D'après la liste de messages que j'ai reçue, je sais qu'il a pris deux pauses, puis il a pris une chambre d'hôtel pour la nuit, avant de reprendre la route tôt le lendemain matin. À partir de là, il a roulé sans s'arrêter, jusqu'à arriver à Chamonix.
Théo m'a rassurée en m'informant qu'il a tout calculé et que s'il commence son ascension demain matin, il n'aura aucun soucis avec la météo. À vrai dire, je n'y avais même pas songé. À présent que je me rends compte du danger que cela représente, je ne cesse de m'inquiéter.

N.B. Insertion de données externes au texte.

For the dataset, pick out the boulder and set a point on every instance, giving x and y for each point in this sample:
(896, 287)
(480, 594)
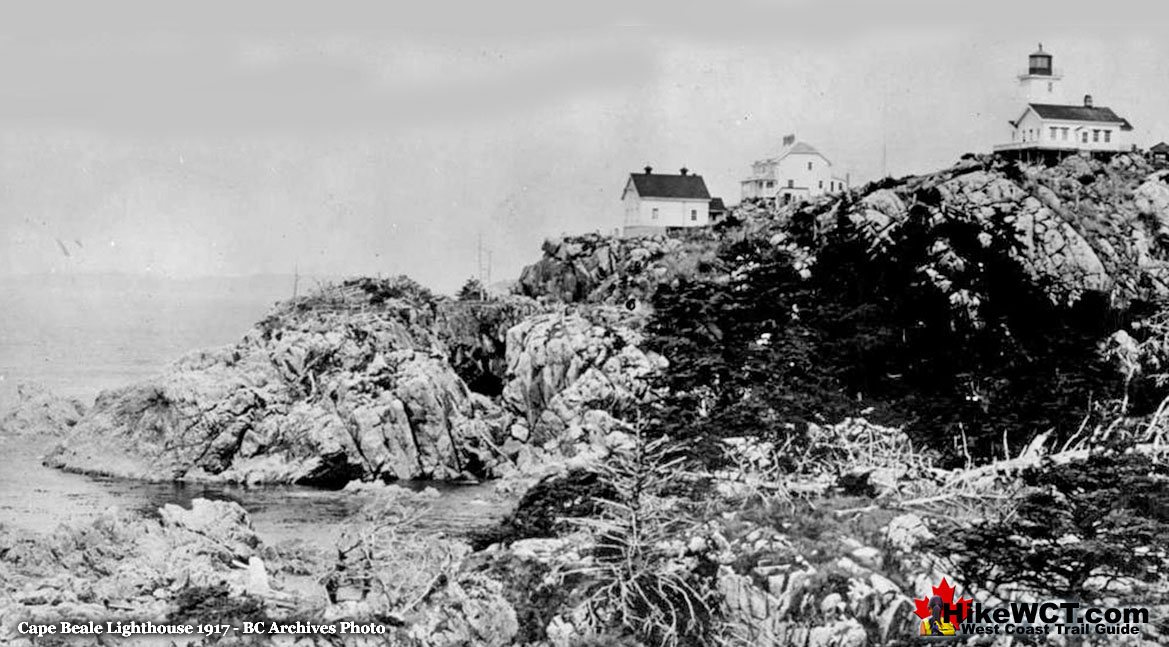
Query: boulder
(40, 412)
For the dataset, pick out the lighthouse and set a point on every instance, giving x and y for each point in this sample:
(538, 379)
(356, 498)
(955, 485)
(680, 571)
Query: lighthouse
(1040, 83)
(1045, 126)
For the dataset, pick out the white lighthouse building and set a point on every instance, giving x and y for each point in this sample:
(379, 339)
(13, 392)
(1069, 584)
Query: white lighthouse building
(1046, 125)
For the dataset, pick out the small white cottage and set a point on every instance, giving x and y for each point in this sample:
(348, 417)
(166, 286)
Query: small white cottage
(656, 202)
(800, 171)
(1046, 125)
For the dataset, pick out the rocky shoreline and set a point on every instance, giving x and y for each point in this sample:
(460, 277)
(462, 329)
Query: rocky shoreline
(818, 530)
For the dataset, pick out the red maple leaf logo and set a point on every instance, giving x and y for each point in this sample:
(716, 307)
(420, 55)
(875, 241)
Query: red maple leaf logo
(921, 607)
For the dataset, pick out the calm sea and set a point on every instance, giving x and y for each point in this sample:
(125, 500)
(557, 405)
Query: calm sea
(78, 335)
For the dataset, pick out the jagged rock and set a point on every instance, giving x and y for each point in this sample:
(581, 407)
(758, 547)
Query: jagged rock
(329, 389)
(600, 269)
(564, 366)
(40, 412)
(124, 564)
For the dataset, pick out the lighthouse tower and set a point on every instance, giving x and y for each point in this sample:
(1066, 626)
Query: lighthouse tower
(1040, 83)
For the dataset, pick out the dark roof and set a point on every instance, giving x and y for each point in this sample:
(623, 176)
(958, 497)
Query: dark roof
(657, 185)
(1079, 114)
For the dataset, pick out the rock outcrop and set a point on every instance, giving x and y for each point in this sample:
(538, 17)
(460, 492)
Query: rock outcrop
(39, 412)
(575, 379)
(152, 569)
(1080, 226)
(345, 384)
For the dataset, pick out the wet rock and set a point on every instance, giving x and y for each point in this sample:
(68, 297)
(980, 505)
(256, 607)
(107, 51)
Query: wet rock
(319, 393)
(40, 412)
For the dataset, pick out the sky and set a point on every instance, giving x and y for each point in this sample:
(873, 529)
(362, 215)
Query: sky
(364, 138)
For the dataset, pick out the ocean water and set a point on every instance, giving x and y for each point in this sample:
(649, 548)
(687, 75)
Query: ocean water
(80, 335)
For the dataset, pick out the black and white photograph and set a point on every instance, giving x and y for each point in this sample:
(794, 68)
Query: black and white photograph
(610, 324)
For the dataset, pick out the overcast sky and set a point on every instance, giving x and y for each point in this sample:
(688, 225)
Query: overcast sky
(344, 139)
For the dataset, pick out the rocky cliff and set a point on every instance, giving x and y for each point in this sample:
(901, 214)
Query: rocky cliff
(355, 381)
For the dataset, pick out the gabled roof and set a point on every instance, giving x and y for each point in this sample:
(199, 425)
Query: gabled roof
(1079, 114)
(658, 185)
(800, 148)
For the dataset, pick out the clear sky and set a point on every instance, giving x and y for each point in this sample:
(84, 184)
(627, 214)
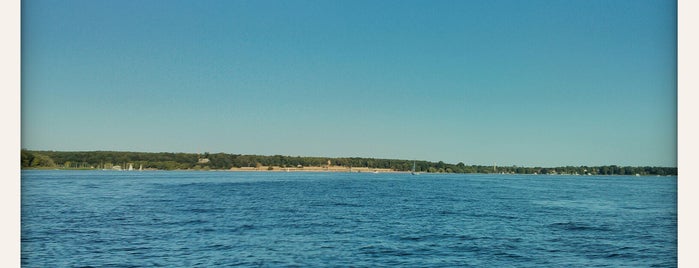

Et s'il y a une avalanche ?
Je repousse ces sombres idées et m'empare de ma pile de curriculum vitae. Je n'oublie pas que je suis sans emploi et qu'il faut à tout prix que je règle ce problème. J'ai un peu d'argent de côté, mais je ne pourrai pas payer mon loyer ainsi éternellement.
Je soupire, rebutée à l'idée d'affronter le froid hivernal. Résignée, j'ouvre la porte de la maison et sors. Je m'empresse de déverrouiller ma voiture et de m'engouffrer à l'intérieur, déjà refroidie par le vent glacial.
Mais l'intérieur du véhicule n'est guère mieux. Le siège est si froid que je le sens à travers mes vêtements. Je n'ose même pas toucher le volant, de peur de ne plus sentir mes doigts.
Je pose la petite pile de feuille sur le siège passager et boucle ma ceinture, râlant après le contact gelé.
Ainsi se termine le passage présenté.